Putin peeking out from a Mir-2 submarine in Lake Baikal on Saturday. Ria-Novosti / AP
LAKE BAIKAL — Prime Minister Vladimir Putin said Friday that he may reopen a paper mill after inspecting the bed of Lake Baikal and being told by scientists that the mill does not harm the environment.

Workers at the paper mill, controlled by Oleg Deripaska, threatened hunger strikes and highway blockades after the loss-making mill closed down in October 2008.

The mill employs 2,000 people and is the main employer in the town of Baikalsk, which has a total population of 17,000. It also runs the only heating station in the Siberian town.

“First of all, we need to create jobs and only after that stop production,” said Putin, emerging after a 4 1/2-hour dive into the lake in a deep-water submersible. He said he “did not rule out” the mill being reopened.
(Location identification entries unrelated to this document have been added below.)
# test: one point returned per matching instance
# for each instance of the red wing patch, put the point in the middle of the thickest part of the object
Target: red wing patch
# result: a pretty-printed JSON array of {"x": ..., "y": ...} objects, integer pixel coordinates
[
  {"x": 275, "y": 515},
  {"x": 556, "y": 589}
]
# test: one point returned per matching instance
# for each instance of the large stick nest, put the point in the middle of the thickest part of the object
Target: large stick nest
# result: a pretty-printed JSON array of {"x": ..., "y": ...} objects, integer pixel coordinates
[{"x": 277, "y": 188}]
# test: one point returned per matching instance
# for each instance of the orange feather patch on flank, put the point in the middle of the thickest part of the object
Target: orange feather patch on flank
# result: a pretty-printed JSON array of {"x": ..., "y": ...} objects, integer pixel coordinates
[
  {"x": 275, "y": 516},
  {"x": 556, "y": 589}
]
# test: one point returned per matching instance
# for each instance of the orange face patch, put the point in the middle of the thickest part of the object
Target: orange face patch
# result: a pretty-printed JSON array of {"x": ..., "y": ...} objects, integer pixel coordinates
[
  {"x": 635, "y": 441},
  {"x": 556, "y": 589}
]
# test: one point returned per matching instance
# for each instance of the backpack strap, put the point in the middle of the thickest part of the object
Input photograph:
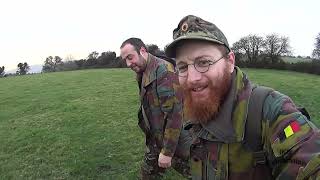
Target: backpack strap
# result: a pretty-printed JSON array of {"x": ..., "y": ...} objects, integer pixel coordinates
[{"x": 253, "y": 131}]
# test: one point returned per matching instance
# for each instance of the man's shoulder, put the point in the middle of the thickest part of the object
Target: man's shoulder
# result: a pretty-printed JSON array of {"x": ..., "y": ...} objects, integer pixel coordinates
[{"x": 163, "y": 66}]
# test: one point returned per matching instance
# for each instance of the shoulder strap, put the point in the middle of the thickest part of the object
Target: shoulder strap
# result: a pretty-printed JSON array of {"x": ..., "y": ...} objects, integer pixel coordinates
[{"x": 253, "y": 134}]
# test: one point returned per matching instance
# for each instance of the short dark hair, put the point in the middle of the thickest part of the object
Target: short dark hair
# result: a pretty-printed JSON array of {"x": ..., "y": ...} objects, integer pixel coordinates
[{"x": 136, "y": 43}]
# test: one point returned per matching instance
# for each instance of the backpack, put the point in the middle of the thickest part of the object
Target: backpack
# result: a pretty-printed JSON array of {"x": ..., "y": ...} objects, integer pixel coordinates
[{"x": 253, "y": 134}]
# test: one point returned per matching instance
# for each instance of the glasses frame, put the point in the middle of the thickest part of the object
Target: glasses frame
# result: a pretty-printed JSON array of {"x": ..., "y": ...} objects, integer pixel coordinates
[{"x": 211, "y": 62}]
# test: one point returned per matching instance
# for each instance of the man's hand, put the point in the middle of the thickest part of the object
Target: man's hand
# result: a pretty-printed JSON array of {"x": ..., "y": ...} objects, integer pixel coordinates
[{"x": 164, "y": 161}]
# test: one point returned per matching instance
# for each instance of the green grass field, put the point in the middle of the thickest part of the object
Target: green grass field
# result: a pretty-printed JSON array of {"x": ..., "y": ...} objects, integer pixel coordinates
[
  {"x": 295, "y": 59},
  {"x": 82, "y": 124}
]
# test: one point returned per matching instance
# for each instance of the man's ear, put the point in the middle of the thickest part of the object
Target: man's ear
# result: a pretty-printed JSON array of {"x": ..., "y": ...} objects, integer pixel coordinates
[
  {"x": 143, "y": 50},
  {"x": 231, "y": 60}
]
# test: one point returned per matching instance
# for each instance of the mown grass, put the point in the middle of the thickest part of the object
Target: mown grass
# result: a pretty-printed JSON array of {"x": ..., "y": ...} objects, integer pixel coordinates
[
  {"x": 288, "y": 59},
  {"x": 82, "y": 124}
]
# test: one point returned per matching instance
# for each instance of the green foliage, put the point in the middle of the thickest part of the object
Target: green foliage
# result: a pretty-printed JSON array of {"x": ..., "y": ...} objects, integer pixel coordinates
[
  {"x": 83, "y": 124},
  {"x": 23, "y": 68},
  {"x": 52, "y": 64}
]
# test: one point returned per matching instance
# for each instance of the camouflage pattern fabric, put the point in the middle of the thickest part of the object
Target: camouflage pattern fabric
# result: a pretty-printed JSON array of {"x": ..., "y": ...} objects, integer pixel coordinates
[
  {"x": 161, "y": 97},
  {"x": 193, "y": 27},
  {"x": 291, "y": 141}
]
Deripaska owns 51 percent of the mill through his investment vehicle Basic Element. The government owns 49 percent. Basic Element blamed the plant’s closure on a court decision, supported by ecologists, which banned the mill from disposing of wastewater into the lake. The ban also meant that the mill could not finish the full cellulose production cycle.

Scientists who accompanied Putin on his underwater trip told him that the paper mill did not do much damage to the unique lake.
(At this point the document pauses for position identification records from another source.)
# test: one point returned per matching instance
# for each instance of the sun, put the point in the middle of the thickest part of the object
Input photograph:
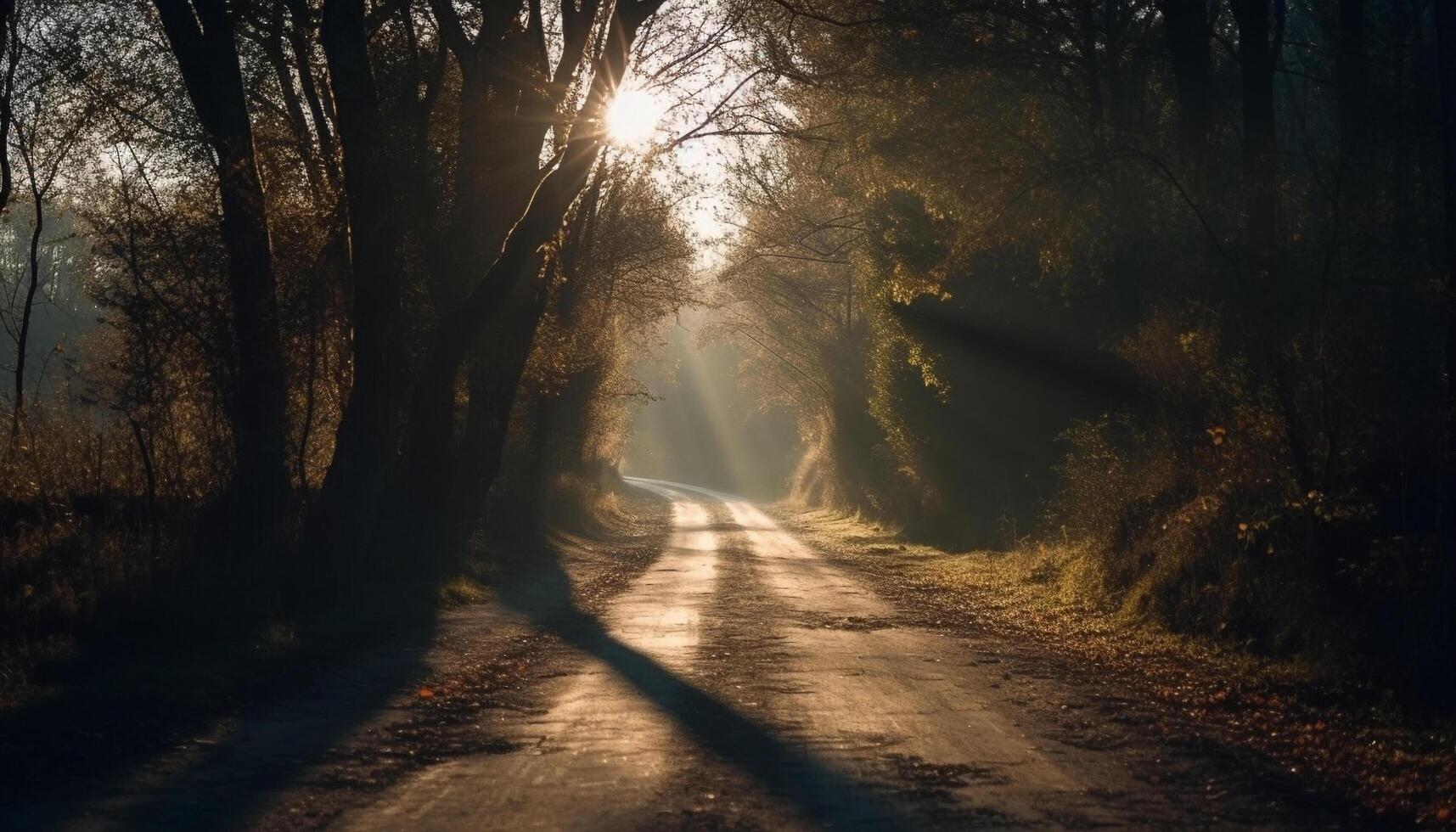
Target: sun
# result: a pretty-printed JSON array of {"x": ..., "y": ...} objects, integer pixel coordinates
[{"x": 632, "y": 117}]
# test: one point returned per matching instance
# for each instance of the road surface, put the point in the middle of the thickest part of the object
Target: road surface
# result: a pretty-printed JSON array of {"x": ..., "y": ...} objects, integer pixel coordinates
[
  {"x": 745, "y": 683},
  {"x": 741, "y": 681}
]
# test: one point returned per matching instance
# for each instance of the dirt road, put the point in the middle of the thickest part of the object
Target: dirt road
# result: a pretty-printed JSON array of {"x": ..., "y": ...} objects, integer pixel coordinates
[
  {"x": 741, "y": 681},
  {"x": 745, "y": 683}
]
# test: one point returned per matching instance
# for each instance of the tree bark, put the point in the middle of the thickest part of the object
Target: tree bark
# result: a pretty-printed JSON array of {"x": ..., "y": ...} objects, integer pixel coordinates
[
  {"x": 1256, "y": 56},
  {"x": 203, "y": 40},
  {"x": 509, "y": 301},
  {"x": 1185, "y": 25},
  {"x": 1446, "y": 47},
  {"x": 368, "y": 431}
]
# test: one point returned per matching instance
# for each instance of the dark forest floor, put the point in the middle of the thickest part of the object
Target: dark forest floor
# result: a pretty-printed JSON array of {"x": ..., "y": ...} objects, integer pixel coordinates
[
  {"x": 130, "y": 728},
  {"x": 1352, "y": 740}
]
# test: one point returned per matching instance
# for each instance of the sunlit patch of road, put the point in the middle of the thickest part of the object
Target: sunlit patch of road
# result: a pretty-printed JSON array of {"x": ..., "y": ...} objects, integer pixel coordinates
[
  {"x": 602, "y": 745},
  {"x": 745, "y": 681}
]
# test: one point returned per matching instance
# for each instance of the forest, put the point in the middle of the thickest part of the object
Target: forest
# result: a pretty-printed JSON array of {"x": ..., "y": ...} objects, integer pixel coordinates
[{"x": 321, "y": 307}]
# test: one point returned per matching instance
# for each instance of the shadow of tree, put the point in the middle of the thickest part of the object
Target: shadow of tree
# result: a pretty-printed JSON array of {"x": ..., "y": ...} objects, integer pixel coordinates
[{"x": 818, "y": 791}]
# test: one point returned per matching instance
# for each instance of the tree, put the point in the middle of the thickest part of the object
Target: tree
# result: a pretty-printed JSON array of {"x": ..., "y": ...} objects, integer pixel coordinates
[{"x": 203, "y": 40}]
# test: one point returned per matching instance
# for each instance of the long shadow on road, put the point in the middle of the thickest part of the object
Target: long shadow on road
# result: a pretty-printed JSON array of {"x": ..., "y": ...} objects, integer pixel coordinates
[
  {"x": 817, "y": 790},
  {"x": 226, "y": 784}
]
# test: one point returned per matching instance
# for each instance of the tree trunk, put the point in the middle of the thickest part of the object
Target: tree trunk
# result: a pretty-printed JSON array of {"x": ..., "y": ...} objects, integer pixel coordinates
[
  {"x": 507, "y": 301},
  {"x": 203, "y": 40},
  {"x": 1446, "y": 47},
  {"x": 1185, "y": 24},
  {"x": 368, "y": 431},
  {"x": 1256, "y": 54}
]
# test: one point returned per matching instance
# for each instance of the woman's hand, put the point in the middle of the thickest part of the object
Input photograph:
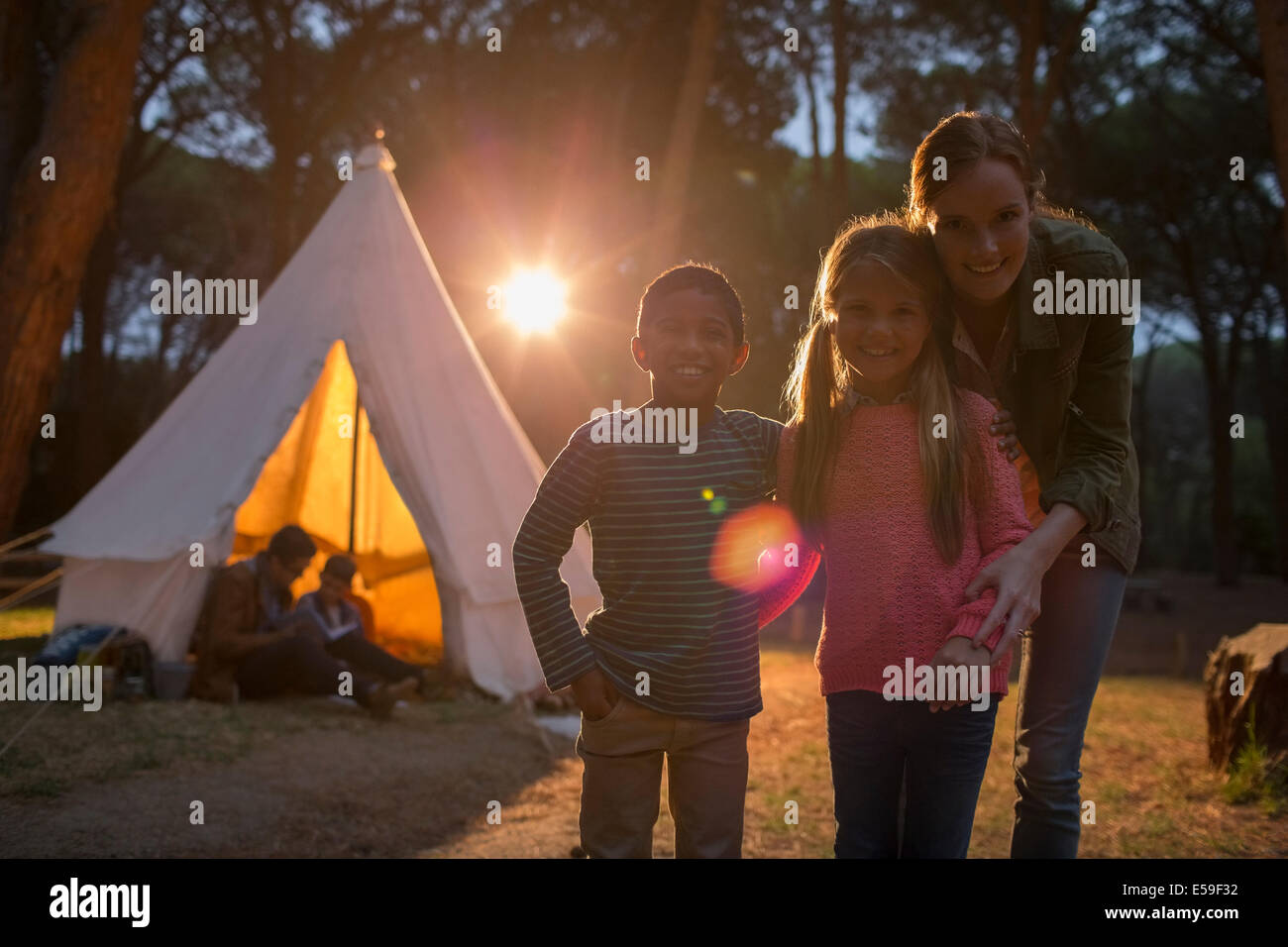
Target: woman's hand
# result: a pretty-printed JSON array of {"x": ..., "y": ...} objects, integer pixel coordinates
[
  {"x": 1018, "y": 579},
  {"x": 1004, "y": 429},
  {"x": 956, "y": 652}
]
“So far, industrial activity did not do much damage to Baikal. It cleans itself,” Oceanology Institute head Robert Nigmatullin told Putin.

“I see the bed of Lake Baikal, and it is clean,” Putin told reporters through a hydrophone from the submersible, which dived 1,400 meters into the lake. “Baikal is in good shape, there is practically no environmental damage,” he said afterward.

Scientists, who have studied the area around the mill from the two submersibles, said they found an increased content of cellulose in the area but no poisonous chemicals.

“We need to open the plant for the winter. Baikal lived with this plant for much longer and will survive for another eight months,” said Viktor Minayev, deputy head of the Lake Studies Institute.

Putin took advantage of the occasion to inspect potentially valuable gas crystals at the bottom of Baikal.

“I haven’t seen anything like that in my whole life. This is a very special feeling,” Putin told reporters upon emerging, looking pale and a bit dizzy after spending more than 4 1/2 hours underwater. Asked if he planned to travel in space after his supersonic flight and deep-sea dive, Putin, dressed in blue overalls, said, “No, there is enough work here on earth.”

Scientists estimate that Baikal hydrates contain over 1 trillion cubic meters of gas, an amount comparable with the world’s largest discovered gas fields.